On many sites there is a demand for a “test” setup which will be as similar to the production setup as possible. This test setup can be used to test upgrades, configuration changes, etc. Using fencing in this environment is important, for two reasons:

1. Simulation of the production system behavior is achieved with as similar setup as possible, and fencing takes an important part in the cluster and its logic.

2. A replicated production environment contain data which might have some importance, and if not that, at least re-replicating it from the production environment after a case of uncontrolled access to the disk by a faulty node (and this test cluster is in a higher risk, as defined by its role), or restoring from tapes is unpleasant and time consuming.

So we agree that the test cluster should have some sort of fencing device, even if not similar to production’s one, for the sake of the cluster logic.

On some sites, there is a demand for more than one test environment. Both setups – a single test environment and multiple test environments can be defined to work as guests on a virtual server. Virtualization assists in saving hardware (and power, and cooling) costs, and allows for easy duplication and replication, so this is a case where it is ideal for the task. This said, it brings up a problem – fencing a virtual server has implications – we can kill all guest systems in one go. We wouldn’t want that to happen. Lucky for us, RedHat Cluster has a fencing device for VMware, which, although not recommended in a production environment, will suffice for a test environment. These are the steps required to setup one such VMware fencing device in RHCS5:

1. Download the latest CVS fence_vmware from here. You can use this direct link (use with “save target as”). Save it in your /sbin directory under the name fence_vmware, and give it execution permissions.

2. Edit fence_vmware. In line 249 change the string “port” to “vmname”.

3. Install VMware Perl API on both cluster nodes.
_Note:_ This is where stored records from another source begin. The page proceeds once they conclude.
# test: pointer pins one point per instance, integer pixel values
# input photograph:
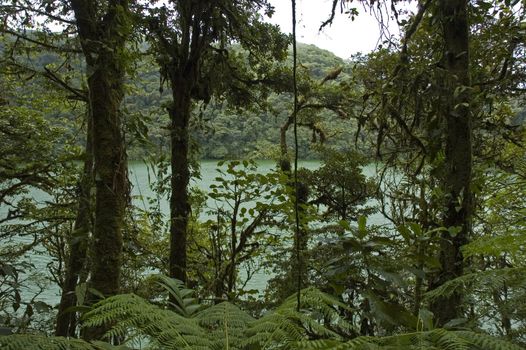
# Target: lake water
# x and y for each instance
(139, 178)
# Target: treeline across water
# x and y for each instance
(427, 252)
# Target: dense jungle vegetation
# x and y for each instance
(410, 232)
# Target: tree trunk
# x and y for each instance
(179, 205)
(458, 154)
(67, 321)
(103, 43)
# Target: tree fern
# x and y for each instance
(490, 279)
(39, 342)
(134, 317)
(437, 339)
(225, 325)
(285, 327)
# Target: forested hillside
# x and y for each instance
(407, 231)
(221, 131)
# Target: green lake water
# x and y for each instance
(138, 176)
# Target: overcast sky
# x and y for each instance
(343, 38)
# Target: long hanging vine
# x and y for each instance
(296, 187)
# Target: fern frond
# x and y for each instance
(185, 304)
(481, 341)
(39, 342)
(131, 316)
(224, 324)
(285, 327)
(490, 279)
(437, 339)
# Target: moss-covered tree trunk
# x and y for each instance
(458, 153)
(103, 30)
(78, 242)
(179, 204)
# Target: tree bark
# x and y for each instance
(103, 43)
(67, 321)
(458, 153)
(179, 205)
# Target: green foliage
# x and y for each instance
(39, 342)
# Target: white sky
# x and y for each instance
(343, 38)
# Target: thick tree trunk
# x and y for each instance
(179, 205)
(103, 43)
(78, 242)
(458, 161)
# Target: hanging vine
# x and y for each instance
(296, 194)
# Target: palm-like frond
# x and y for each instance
(437, 339)
(39, 342)
(132, 316)
(225, 325)
(490, 279)
(286, 327)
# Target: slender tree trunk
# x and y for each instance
(103, 43)
(179, 204)
(458, 161)
(298, 265)
(78, 242)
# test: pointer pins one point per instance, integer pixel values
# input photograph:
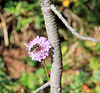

You will need to have gcc and openssl-devel installed on your system to be able to do so.

4. Change your fencing based on this example:

<?xml version="1.0"?>
<cluster alias="Gfs-test" config_version="39" name="Gfs-test">
        <fence_daemon clean_start="0" post_fail_delay="0" post_join_delay="3"/>
        <clusternodes>
                <clusternode name="cent2" nodeid="1" votes="1">
                        <fence>
                                <method name="1">
                                        <device name="man2"/>
                                </method>
                        </fence>
                </clusternode>
                <clusternode name="cent1" nodeid="2" votes="1">
                        <fence>
                                <method name="1">
                                        <device name="man1"/>
                                </method>
                                <method name="2">
                                        <device domain="22 " name="11 "/>
                                </method>
                        </fence>
                </clusternode>
        </clusternodes>
        <cman expected_votes="1" two_node="1"/>
        <fencedevices>
                <fencedevice agent="fence_vmware" name="man2"
                          ipaddr="192.168.88.1" login="user" passwd="password"
                          vmname="c:\vmware\virt2\rhel5.vmx"/>
                <fencedevice agent="fence_vmware" name="man1"
                          ipaddr="192.168.88.1" login="user" passwd="password"
                          vmname="c:\vmware\virt1\rhel5.vmx"/>
        </fencedevices>
        <rm>
                <failoverdomains/>
                <resources>
                        <fs device="/dev/sda" force_fsck="0" force_unmount="0"
				fsid="5" fstype="ext3" mountpoint="/data"
                                name="sda" options="" self_fence="0"/>
                </resources>
                <service autostart="1" name="smartd">
                        <ip address="192.168.88.201" monitor_link="1"/>
                </service>
                <service autostart="1" name="disk1">
                        <fs ref="sda"/>
                </service>
        </rm>
</cluster>

Change to your relevant VMware username and password.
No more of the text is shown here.